Note that my memory of DFA syntax is woefully out of date, so my answer is undoubtedly a little broken. Hopefully this gives you a general idea. I've chosen to ignore + completely. As AmirW states, abc+def and abcdef are the same for divisibility purposes.

Accept state is C.

A=1,4,7,BB,AC,CA  
B=2,5,8,AA,BC,CB  
C=0,3,6,9,AB,BA,CC

Notice that the above language uses all 9 possible ABC pairings.
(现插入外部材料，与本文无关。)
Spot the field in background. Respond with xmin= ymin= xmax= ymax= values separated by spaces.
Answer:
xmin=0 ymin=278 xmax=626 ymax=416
It will always end at either A,B,or C, and the fact that every variable use is paired means that each iteration of processing will shorten the string of variables.

Example:

1490 = AACC = BCC = BC = B (Fail)  
1491 = AACA = BCA = BA = C  (Success)

回复收藏 0 原文

如歌彻婉言 2024-09-25 17:30:14

不是一个完整的解决方案，只是一个想法：

（B）单独：“加号”在这里并不重要。 abc + def 与 abcdef 相同，都是为了能被 3 整除。对于后一种情况，这里有一个正则表达式：http ://blog.vkistudios.com/index.cfm/2008/12/30/Regular-Expression-to-define-if-a-base-10-number-is-divisible-by-3

进行组合有了要求（A），我们可以采用（B）的解决方案并修改它：

第一个读取的字符必须在0..9（不是加号）
输入不能以加号结尾，因此：复制每个状态（将使用 S 作为原始状态，使用 S' 作为后续状态重复以区分它们）。如果我们处于状态 S 并且读取了一个加号，我们将移至 S'。
当读取数字时，我们将进入新状态，就像处于 S 中一样。 S' 状态不能接受（另一个）加号。
此外，即使 S 是“接受状态”，S' 也不是“接受状态”。（因为输入不能以加号结尾）。